Anticipating the birth, wise men had travelled from the East. Rejoicing in it, angels had sung in the sky over the hills. Hearing them, the shepherds wandered over to the stable. Discerning the truth, Herod set his heart on murder. So, the birth of Jesus was no conspiracy theory, though it was, in a way, a covert action. A birth hidden to thousands of people scattered across the middle east, but revealed to a smattering of low paid, front line workers turning in a night shift exposed to the stars and, in a moment of transcendence, to the most beautiful press conference ever held.

 

But the planning was oddly chaotic. The children of kings are usually born in the safest of places, surrounded by the skills of the best. No chance is taken, no quarter given to failure. In contrast, the mother of the Son of God gave birth as a temporarily homeless woman in a cold and dank place, having made a hazardous journey she was in no fit state to make. Unsanitised and unsafe. Giving birth without female support or medical intervention in the political domain of a despotic ruler that placed her family in mortal danger the moment the umbilical cord was cut.

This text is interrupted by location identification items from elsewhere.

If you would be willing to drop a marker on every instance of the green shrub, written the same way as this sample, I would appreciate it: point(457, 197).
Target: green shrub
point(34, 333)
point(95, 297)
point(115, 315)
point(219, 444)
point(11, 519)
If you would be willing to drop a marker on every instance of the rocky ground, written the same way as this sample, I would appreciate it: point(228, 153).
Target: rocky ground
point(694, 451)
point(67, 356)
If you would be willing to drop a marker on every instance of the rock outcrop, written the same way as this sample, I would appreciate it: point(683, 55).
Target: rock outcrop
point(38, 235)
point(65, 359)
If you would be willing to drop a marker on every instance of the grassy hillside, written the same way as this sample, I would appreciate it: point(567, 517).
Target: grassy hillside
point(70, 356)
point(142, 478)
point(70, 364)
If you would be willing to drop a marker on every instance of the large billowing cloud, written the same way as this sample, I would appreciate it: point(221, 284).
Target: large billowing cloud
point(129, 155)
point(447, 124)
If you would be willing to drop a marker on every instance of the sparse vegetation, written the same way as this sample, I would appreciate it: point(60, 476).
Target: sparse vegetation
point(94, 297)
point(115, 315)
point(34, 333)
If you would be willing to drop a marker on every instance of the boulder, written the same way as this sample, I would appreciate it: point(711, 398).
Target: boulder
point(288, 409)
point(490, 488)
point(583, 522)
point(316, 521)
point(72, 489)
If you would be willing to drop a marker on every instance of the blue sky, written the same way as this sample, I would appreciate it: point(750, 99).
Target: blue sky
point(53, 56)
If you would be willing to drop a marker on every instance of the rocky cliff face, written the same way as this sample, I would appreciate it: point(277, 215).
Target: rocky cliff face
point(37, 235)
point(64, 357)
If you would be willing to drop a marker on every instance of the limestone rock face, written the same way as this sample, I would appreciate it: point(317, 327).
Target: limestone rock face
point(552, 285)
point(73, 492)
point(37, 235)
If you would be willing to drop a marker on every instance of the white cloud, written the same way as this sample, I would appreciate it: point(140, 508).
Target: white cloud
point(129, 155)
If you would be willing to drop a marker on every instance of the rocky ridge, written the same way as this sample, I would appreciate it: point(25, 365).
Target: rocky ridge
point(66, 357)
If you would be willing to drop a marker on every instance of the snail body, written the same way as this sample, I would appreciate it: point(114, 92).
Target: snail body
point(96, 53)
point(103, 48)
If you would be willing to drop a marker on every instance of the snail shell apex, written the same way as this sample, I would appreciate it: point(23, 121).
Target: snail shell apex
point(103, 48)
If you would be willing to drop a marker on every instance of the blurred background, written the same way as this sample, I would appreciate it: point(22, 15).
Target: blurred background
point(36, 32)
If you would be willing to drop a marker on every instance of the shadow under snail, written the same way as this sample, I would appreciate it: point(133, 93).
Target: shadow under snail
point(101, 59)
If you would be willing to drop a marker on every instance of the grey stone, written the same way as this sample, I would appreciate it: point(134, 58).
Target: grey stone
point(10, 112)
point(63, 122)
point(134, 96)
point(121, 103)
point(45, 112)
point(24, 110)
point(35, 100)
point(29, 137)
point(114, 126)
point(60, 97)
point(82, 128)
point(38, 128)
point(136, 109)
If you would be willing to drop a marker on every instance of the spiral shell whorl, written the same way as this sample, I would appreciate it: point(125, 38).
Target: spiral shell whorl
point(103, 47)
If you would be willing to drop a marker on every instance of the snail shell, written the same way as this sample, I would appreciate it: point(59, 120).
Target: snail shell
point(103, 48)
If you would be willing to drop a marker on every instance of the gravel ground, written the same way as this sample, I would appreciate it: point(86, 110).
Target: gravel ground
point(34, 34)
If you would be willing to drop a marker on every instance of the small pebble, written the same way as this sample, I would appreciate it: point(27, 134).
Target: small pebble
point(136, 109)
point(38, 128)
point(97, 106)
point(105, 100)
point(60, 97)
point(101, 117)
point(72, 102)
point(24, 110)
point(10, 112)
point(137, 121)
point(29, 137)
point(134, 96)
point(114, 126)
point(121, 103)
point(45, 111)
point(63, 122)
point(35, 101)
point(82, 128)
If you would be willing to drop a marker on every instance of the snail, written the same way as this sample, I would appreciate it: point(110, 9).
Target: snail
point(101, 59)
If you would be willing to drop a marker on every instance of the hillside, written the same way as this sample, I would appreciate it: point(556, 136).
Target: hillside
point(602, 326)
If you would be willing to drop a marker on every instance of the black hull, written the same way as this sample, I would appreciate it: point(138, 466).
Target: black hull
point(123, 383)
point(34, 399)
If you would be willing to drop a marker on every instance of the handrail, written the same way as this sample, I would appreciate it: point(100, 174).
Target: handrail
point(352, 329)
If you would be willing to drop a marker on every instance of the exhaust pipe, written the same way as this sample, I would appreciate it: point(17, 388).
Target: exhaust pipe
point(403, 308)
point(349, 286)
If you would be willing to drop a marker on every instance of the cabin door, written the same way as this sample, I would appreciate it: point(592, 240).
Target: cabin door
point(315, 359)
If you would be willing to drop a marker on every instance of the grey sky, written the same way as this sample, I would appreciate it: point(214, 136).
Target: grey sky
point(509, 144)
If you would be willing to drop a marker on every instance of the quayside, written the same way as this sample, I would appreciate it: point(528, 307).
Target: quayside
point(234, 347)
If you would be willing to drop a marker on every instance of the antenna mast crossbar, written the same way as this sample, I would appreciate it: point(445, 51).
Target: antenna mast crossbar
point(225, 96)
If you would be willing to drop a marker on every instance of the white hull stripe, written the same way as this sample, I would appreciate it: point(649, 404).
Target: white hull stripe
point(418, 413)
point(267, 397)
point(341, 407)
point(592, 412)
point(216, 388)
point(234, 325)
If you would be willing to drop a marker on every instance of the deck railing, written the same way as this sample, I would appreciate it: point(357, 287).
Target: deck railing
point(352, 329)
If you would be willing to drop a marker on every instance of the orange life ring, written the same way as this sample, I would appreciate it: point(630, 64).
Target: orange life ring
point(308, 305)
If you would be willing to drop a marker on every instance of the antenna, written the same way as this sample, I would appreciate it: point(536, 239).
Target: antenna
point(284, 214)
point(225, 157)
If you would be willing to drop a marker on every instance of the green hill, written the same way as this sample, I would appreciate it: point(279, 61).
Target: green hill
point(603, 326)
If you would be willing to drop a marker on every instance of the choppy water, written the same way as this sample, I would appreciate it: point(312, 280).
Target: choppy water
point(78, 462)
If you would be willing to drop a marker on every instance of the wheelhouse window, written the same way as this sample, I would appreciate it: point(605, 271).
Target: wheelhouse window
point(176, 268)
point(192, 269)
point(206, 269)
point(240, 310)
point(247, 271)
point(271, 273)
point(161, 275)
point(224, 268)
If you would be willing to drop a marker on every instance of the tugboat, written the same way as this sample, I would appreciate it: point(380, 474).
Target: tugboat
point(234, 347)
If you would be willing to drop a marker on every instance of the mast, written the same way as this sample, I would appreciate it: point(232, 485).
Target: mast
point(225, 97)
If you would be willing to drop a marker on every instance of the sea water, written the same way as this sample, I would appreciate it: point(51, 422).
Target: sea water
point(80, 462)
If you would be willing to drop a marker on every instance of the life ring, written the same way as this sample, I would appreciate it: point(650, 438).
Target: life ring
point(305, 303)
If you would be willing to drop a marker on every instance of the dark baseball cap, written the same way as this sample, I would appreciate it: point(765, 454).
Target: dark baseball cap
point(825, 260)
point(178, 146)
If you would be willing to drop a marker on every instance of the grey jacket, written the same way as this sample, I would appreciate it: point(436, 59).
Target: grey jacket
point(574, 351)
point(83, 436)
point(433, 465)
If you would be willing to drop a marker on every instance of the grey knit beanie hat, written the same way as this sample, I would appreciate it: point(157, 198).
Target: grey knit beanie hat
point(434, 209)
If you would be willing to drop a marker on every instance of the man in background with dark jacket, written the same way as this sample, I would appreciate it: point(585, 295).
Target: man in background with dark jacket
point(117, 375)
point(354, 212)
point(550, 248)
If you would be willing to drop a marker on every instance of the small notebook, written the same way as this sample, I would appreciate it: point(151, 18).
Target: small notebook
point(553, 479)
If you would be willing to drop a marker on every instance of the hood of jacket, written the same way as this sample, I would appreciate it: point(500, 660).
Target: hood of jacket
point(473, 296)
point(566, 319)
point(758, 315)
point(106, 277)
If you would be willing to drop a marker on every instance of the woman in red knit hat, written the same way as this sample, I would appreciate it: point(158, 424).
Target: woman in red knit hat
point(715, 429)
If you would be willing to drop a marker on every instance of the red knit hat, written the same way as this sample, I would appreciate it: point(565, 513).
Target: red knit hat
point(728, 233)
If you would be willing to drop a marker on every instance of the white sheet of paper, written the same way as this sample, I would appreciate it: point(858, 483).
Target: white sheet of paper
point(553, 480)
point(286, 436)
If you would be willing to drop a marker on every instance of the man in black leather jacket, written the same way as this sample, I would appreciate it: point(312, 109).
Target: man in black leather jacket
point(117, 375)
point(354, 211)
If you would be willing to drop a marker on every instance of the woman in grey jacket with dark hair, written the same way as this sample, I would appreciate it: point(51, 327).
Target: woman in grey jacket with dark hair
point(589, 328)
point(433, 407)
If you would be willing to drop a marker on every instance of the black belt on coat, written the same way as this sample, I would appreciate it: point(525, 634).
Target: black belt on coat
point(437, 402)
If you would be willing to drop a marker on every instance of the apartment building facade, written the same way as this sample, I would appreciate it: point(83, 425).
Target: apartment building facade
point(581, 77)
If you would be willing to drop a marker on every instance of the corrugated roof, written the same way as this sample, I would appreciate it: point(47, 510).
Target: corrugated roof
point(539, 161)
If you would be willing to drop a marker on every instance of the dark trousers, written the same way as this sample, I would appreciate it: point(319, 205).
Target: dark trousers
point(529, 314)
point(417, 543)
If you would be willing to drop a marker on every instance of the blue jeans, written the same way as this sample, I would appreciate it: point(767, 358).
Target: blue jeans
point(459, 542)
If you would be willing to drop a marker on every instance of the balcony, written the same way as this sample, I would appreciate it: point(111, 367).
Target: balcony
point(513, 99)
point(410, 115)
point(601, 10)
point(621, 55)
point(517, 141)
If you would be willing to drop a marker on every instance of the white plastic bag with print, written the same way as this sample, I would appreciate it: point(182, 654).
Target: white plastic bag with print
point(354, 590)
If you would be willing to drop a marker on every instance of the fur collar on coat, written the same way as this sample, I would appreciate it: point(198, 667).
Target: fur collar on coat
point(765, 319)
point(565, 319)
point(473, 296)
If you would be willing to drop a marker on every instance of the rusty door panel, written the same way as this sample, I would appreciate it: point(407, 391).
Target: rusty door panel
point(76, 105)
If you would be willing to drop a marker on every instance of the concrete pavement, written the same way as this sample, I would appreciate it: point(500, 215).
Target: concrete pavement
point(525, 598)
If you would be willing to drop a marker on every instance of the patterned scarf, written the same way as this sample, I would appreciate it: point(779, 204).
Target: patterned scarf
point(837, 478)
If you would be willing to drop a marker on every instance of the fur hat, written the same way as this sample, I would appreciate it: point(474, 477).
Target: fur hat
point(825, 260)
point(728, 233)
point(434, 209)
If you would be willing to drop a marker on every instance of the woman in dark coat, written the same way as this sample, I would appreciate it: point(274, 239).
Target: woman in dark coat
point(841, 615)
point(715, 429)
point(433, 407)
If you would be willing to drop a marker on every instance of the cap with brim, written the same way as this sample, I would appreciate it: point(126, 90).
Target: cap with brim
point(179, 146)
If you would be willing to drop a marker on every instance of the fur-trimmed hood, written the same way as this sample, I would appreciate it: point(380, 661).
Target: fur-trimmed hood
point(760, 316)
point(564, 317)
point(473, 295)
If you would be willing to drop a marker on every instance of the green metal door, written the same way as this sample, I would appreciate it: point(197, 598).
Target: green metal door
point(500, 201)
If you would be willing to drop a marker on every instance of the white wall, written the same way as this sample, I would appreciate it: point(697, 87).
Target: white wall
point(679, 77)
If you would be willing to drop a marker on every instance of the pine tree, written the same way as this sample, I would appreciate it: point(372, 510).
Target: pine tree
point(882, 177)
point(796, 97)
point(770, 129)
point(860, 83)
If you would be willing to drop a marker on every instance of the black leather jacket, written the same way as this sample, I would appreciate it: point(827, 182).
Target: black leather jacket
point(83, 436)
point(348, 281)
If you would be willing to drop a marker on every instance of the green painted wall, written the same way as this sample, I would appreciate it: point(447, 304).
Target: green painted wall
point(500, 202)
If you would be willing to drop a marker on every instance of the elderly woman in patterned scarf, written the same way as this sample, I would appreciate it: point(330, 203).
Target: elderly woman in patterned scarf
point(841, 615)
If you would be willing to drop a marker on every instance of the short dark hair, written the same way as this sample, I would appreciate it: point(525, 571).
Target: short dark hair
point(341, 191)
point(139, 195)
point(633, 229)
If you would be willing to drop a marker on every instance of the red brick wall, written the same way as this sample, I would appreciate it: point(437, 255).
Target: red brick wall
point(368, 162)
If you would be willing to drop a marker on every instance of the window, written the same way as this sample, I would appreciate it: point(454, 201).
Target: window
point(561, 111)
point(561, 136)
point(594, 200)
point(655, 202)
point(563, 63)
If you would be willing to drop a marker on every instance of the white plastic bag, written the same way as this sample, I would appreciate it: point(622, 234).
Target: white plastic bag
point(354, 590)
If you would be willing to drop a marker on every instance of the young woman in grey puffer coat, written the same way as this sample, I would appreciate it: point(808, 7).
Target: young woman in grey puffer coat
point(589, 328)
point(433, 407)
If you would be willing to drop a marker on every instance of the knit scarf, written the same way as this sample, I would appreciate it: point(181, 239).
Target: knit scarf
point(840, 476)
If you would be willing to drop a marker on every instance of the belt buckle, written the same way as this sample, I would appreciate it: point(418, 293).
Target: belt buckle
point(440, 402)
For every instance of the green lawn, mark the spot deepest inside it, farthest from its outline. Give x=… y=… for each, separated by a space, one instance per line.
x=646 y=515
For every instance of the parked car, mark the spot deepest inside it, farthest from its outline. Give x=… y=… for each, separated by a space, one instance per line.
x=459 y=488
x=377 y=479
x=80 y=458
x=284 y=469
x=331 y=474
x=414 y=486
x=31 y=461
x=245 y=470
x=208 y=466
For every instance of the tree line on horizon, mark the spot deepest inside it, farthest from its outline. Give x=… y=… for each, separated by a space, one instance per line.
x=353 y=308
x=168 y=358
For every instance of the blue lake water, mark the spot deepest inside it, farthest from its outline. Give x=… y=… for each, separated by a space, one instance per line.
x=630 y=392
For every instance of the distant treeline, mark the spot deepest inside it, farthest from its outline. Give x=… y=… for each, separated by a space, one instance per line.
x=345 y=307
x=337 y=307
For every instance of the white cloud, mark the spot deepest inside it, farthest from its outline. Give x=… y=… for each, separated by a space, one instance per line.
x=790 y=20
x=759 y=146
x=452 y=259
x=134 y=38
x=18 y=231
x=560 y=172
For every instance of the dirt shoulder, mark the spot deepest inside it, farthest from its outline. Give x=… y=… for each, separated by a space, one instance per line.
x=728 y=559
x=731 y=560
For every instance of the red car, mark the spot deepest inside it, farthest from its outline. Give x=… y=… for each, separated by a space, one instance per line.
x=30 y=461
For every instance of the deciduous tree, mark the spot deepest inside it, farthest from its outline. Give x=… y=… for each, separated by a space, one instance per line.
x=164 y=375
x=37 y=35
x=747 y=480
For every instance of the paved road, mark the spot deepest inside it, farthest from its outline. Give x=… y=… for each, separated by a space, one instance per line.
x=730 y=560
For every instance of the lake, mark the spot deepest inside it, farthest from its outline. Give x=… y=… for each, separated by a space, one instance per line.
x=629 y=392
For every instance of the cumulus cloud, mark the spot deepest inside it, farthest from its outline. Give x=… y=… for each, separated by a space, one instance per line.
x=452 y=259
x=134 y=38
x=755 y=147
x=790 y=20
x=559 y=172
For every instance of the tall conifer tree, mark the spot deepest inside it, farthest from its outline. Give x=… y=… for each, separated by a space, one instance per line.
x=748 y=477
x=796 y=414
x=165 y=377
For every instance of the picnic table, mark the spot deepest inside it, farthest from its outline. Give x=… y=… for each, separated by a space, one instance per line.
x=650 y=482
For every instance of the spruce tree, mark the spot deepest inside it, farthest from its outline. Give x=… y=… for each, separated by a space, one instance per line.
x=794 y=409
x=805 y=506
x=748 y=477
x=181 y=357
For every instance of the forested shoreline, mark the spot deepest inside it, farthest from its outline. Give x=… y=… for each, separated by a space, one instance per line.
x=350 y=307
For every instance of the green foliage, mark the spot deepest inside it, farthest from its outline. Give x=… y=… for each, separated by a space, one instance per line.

It seems odd, bordering on reckless, for the long-intended Messiah to be born in this way. Are we being told something? I think so.

 

Life can take a sudden, unexpected, fearful turn for the worse in the blink of an eye. It’s not something we usually dwell on at Christmas. No-one wants that kind of mood music with their plum pudding and minced pies. And so we tend to sentimentalise the stable, making Walt Disney out of a traumatic ordeal. Maybe we’re a bit more open to a different take the year of pandemic.

 

The true spirit of this festival is found in Mary’s makeshift labour suite. She was cold, exhausted and far away from her family. A faceless bureaucracy set on a people-counting census had deprived her of the security of birth among her wider family. And the state wanted her child dead. An early warning of the emotional cost of bringing the Messiah into the world.

 

Mary may have been young and inexperienced, but she had already encountered God in a way few in history could claim, and she was wise beyond her years. The God she believed in wasn’t some kind of talisman whom she expected to protect her from every eventuality. He was at his best with his sleeves rolled up, in the grime of a cow shed, acting as midwife to the Messiah. God was attentive in the chaos of the birth, enveloping them in his love through the darkness of the night.

 

Mary’s story is there for all those whose lives are taking a wrong turning, which includes many more people than would have been true last Christmas. We cannot guarantee that our desires will coincide with God’s purpose in the short term. But he will lead us safely to the place he has prepared for us.

 

It’s not the birth of a baby in itself. This may be a miracle every time, but it’s what this particular baby was born for. His resurrection after a pitiless death tells us there is a future for us beyond our deaths, a future for this world beyond its decay. One that starts here and now. Hope is not a wishful projection into the future, a finger crossing exercise of high anxiety. It is a dawning in the present day of a coming kingdom of peace and justice.

 

Our lives may feel as dark and dingy as Mary’s stable right now, but outside the angels are dancing to the song of tomorrow.